Geodesic Slice Sampler for Multimodal Distributions with Strong Curvature
This addresses sampling inefficiencies in complex statistical models for researchers in computational statistics and machine learning, though it appears incremental as an extension of existing Riemannian slice sampling methods.
The paper tackles the problem of sampling from multimodal distributions with strong curvature, where traditional MCMC methods struggle, by proposing a method that generalizes Hit-and-Run slice sampling to approximate geodesics as solutions to differential equations, enabling exploration of regions with strong curvature and rapid mode transitions.

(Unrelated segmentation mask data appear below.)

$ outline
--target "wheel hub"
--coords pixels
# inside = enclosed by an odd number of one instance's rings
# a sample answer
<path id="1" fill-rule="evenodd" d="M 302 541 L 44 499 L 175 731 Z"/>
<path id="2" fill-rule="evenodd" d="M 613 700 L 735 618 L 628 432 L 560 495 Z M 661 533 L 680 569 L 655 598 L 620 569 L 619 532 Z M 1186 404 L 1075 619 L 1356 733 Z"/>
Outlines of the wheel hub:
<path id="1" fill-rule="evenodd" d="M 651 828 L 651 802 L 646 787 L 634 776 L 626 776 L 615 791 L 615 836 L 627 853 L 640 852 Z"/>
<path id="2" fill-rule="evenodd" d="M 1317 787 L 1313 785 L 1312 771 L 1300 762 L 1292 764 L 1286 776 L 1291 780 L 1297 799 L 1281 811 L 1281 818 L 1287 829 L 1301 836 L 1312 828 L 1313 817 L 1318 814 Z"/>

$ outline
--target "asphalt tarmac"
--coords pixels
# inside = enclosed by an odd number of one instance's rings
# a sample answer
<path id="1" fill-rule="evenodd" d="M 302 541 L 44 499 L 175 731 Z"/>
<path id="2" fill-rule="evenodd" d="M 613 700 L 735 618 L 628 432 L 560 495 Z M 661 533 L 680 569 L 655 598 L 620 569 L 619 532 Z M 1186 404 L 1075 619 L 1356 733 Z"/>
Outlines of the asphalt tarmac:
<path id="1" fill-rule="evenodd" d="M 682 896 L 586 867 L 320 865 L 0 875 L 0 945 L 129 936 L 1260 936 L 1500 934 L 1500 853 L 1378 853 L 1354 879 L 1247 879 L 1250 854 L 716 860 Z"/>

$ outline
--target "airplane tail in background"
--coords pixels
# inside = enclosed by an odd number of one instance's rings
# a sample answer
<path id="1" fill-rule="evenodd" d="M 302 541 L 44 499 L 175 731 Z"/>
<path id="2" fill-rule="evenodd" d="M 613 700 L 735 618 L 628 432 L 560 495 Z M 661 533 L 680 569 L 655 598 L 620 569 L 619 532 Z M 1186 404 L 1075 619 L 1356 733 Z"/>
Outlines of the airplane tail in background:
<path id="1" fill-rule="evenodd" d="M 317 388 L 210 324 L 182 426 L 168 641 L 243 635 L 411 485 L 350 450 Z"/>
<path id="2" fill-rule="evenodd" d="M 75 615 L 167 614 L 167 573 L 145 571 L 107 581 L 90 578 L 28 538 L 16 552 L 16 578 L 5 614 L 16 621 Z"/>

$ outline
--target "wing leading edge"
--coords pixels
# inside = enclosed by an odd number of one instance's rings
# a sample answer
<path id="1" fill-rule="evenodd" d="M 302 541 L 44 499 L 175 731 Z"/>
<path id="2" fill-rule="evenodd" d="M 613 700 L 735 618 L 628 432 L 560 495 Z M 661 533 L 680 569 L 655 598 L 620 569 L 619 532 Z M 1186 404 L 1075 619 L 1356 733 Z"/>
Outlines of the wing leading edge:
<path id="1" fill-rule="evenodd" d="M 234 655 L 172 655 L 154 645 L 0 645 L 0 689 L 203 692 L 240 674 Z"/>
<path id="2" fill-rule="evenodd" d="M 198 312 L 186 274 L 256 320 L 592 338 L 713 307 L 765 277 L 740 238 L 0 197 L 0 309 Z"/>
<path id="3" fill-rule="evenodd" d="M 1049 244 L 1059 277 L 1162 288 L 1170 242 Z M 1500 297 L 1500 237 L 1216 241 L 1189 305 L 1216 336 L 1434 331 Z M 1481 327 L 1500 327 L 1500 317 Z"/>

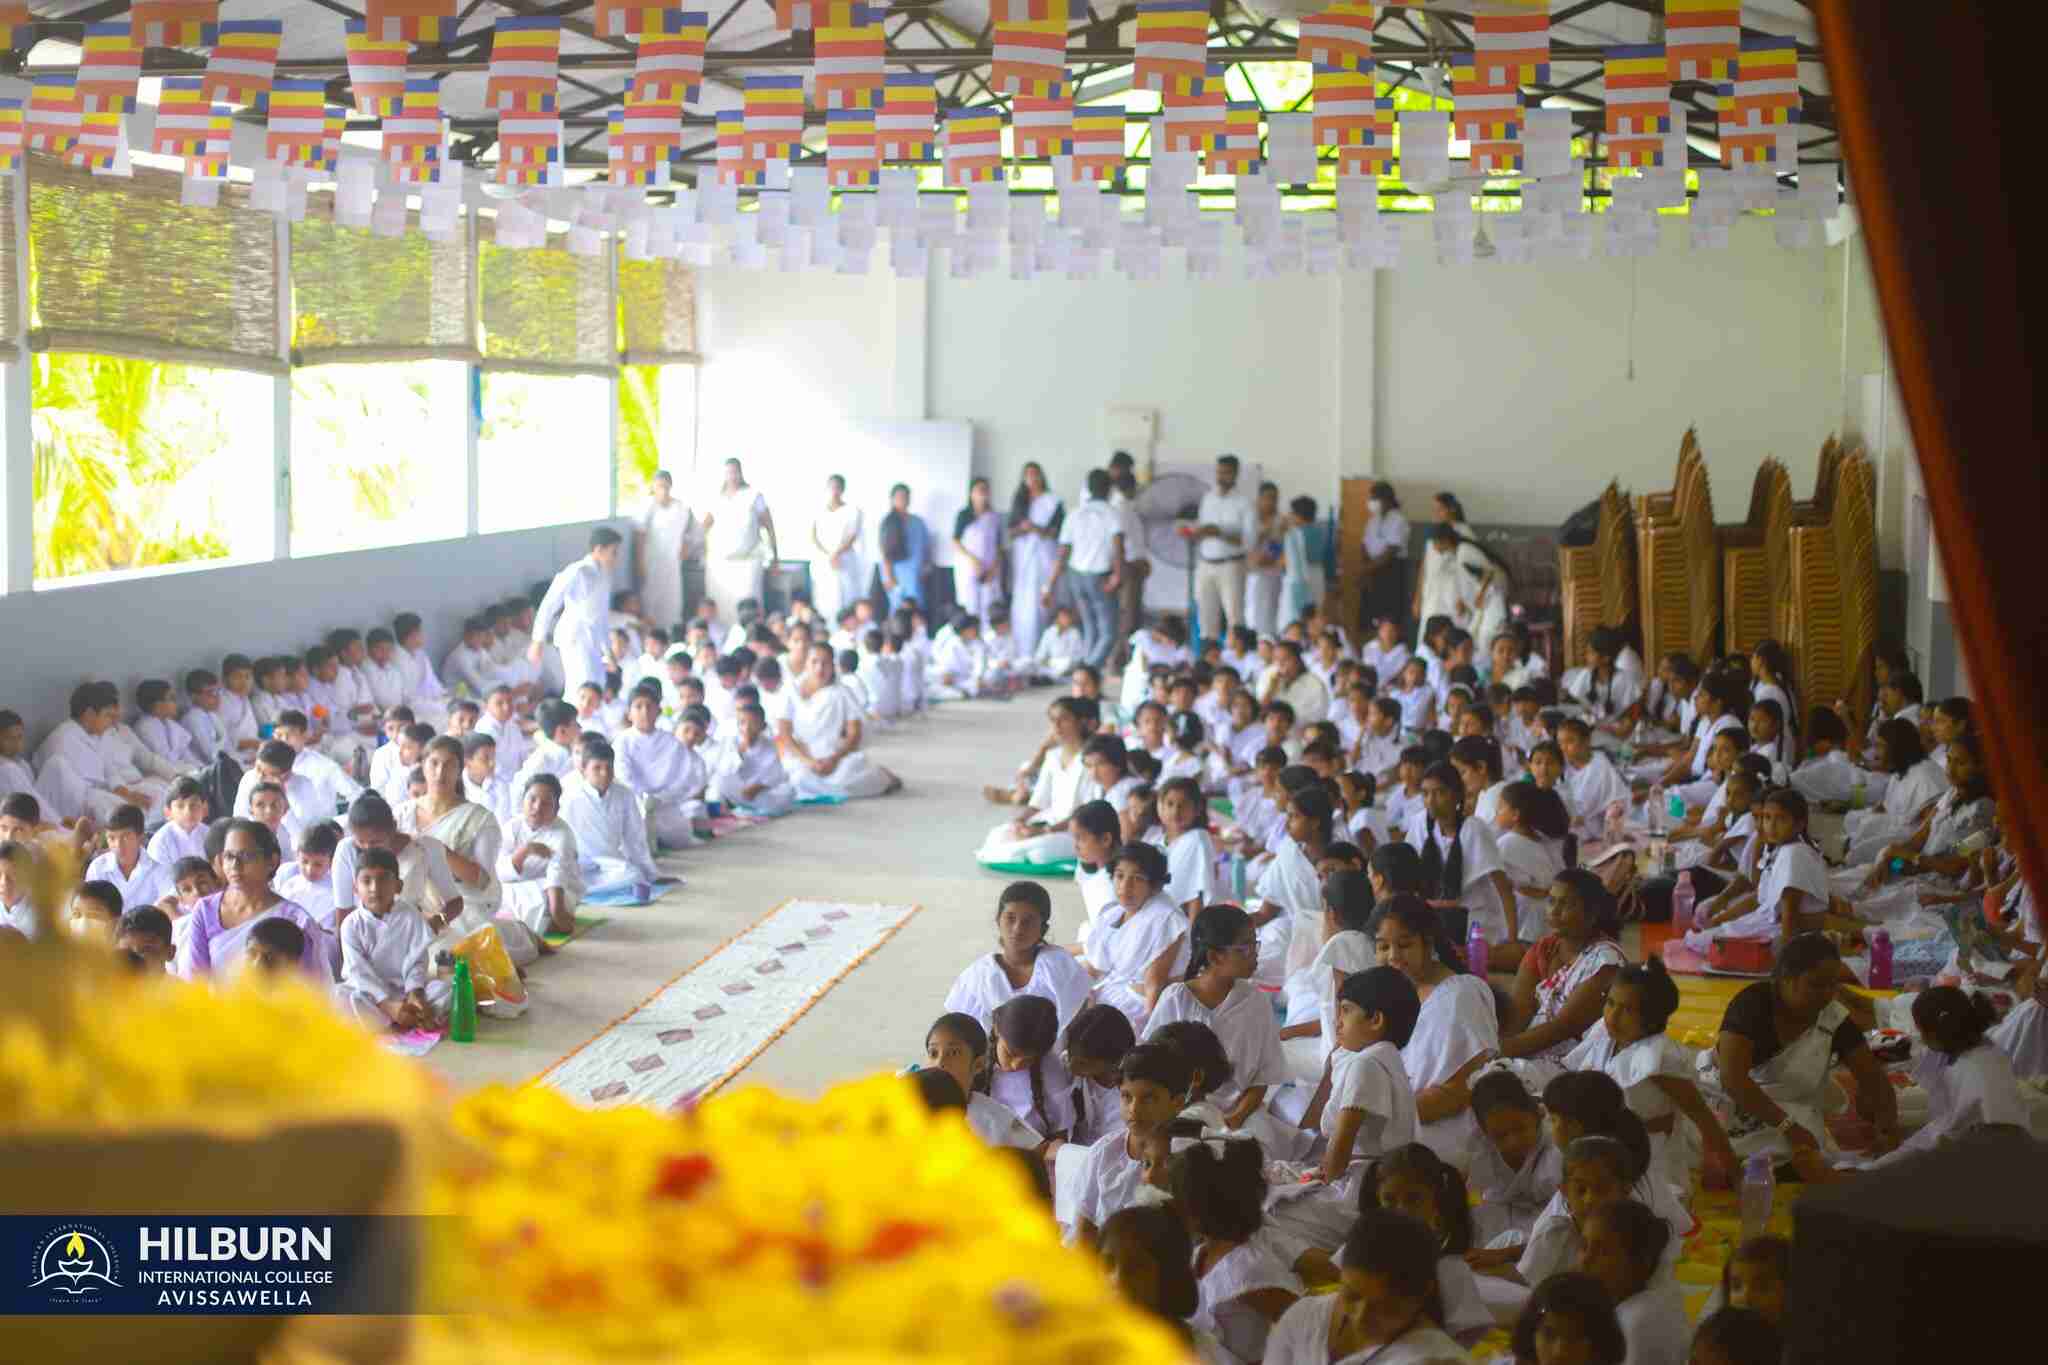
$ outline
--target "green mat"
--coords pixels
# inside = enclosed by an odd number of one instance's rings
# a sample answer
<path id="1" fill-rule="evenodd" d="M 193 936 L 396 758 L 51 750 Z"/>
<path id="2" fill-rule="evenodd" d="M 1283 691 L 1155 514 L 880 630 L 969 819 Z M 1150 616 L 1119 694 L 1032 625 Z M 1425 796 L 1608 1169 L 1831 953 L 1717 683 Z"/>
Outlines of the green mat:
<path id="1" fill-rule="evenodd" d="M 982 866 L 1007 877 L 1071 877 L 1077 860 L 1062 858 L 1056 863 L 983 863 Z"/>
<path id="2" fill-rule="evenodd" d="M 799 797 L 797 804 L 799 806 L 843 806 L 846 804 L 846 798 L 843 796 L 805 796 Z"/>
<path id="3" fill-rule="evenodd" d="M 542 934 L 541 938 L 546 941 L 548 947 L 559 948 L 571 939 L 582 938 L 585 934 L 589 933 L 592 929 L 595 929 L 598 925 L 607 923 L 610 920 L 610 918 L 611 917 L 609 915 L 578 915 L 576 917 L 575 933 Z"/>
<path id="4" fill-rule="evenodd" d="M 1227 796 L 1210 797 L 1209 811 L 1213 815 L 1224 815 L 1233 818 L 1237 815 L 1237 807 L 1231 803 L 1230 798 Z"/>

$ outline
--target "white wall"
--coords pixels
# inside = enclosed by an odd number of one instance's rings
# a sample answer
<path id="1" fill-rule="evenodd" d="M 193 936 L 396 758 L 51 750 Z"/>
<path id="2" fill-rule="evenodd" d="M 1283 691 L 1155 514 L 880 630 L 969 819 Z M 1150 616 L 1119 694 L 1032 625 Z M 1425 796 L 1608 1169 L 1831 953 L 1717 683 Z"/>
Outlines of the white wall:
<path id="1" fill-rule="evenodd" d="M 417 612 L 429 652 L 461 642 L 462 618 L 524 593 L 589 548 L 592 522 L 353 554 L 141 574 L 0 596 L 0 707 L 33 746 L 88 678 L 183 686 L 186 670 L 228 653 L 301 653 L 339 626 L 389 626 Z M 623 529 L 623 528 L 622 528 Z"/>

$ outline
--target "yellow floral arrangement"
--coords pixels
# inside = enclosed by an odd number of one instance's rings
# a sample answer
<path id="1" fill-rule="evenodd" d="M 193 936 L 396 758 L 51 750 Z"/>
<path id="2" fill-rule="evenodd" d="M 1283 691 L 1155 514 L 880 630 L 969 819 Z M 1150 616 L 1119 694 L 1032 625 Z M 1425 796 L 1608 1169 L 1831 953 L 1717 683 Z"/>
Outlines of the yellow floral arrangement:
<path id="1" fill-rule="evenodd" d="M 538 1087 L 455 1106 L 428 1361 L 1181 1361 L 1060 1245 L 1015 1157 L 900 1078 L 683 1117 Z"/>

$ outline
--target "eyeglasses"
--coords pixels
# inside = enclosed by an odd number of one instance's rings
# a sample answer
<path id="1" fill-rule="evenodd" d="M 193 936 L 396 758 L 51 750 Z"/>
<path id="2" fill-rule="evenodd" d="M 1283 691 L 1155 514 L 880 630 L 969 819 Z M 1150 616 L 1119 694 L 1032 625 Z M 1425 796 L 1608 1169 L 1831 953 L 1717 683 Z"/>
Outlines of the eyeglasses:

Traditional Markov Chain Monte Carlo sampling methods often struggle with sharp curvatures, intricate geometries, and multimodal distributions. Slice sampling can resolve local exploration inefficiency issues, and Riemannian geometries help with sharp curvatures. Recent extensions enable slice sampling on Riemannian manifolds, but they are restricted to cases where geodesics are available in a closed form. We propose a method that generalizes Hit-and-Run slice sampling to more general geometries tailored to the target distribution, by approximating geodesics as solutions to differential equations. Our approach enables the exploration of the regions with strong curvature and rapid transitions between modes in multimodal distributions. We demonstrate the advantages of the approach over challenging sampling problems.